Honestly, not at all. I really think the exact opposite is true. The debate in
this arena is hellishly toxic. You read into it a little and you quickly find
out how disturbing ideas flying around really are -- especially from the
prominent voices. Staying away from these debates is probably the best option
for now. I really hope in time something happens and the toxicity goes away.

------
makeset
I do sympathize because people shouldn't have to put up with discrimination
for any reason, especially at work, but her message gets eroded through poorly
chosen arguments.

There's a difference between discrimination and assumption. If I wear scrubs
while visiting a friend at a hospital because I like walking around in scrubs,
people will assume that I'm medical personnel working there. If you're a woman
in a dress at a company where all other women in dresses are recruiters,
people will assume you're probably a recruiter, until they find out otherwise.
They are not discriminating against you, it's just the prior probability. It's
not okay to take this personally and lash out and call them a sausagefest.

An extroverted man wearing more fashion-conscious clothing in an introverted
company-shirt crowd will stand out, and might face less sympathetic reviews in
interview situations. That's discrimination, and it's not okay, but it
happens. Having to look the part or not when it matters is a compromise we all
face. This is not a good argument for her case.

And look here: > And if that wasn’t enough, my achievement was questioned by
male colleagues. I’d occasionally hear, “Oh you’re a woman, you’ll get a job
at Google or Facebook just fine!” Which was the most discouraging
encouragement.
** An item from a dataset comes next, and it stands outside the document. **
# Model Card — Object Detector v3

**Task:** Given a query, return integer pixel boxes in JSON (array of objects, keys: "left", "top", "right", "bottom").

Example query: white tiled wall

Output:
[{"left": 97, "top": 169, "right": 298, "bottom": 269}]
If I did get the internship, it was because I was a woman and
if I didn’t, I’d just failed to leverage my upper edge.

They said it because there is truth to it -- she won't get the job _because_
she's a woman, but she _will_ have higher chances _because_ she's a woman. In
the very least, it will muddle the reasons behind the decision. You can't have
your cake and eat it too. If you're in support of gender diversity awareness
in hiring, you've given up the license to complain about it. Saying "Let's
hire more women!" when selecting from a decidedly male-dominated pool fully
implies that women at large are given higher chances solely for being women.
Sad, but true.

At that point I'm starting to doubt the interpretation of other examples like
the older guy who called her dresses "fun." Was it a creepy guy making
underhanded passes, or mere a fatherly figure lending his support for her
unique choices? I personally don't doubt her judgment that it was the former,
but it's hard to be convinced given the way the rest of the article reads.

------
jneen
I have heard most of these things, and it sucks. This is hella real.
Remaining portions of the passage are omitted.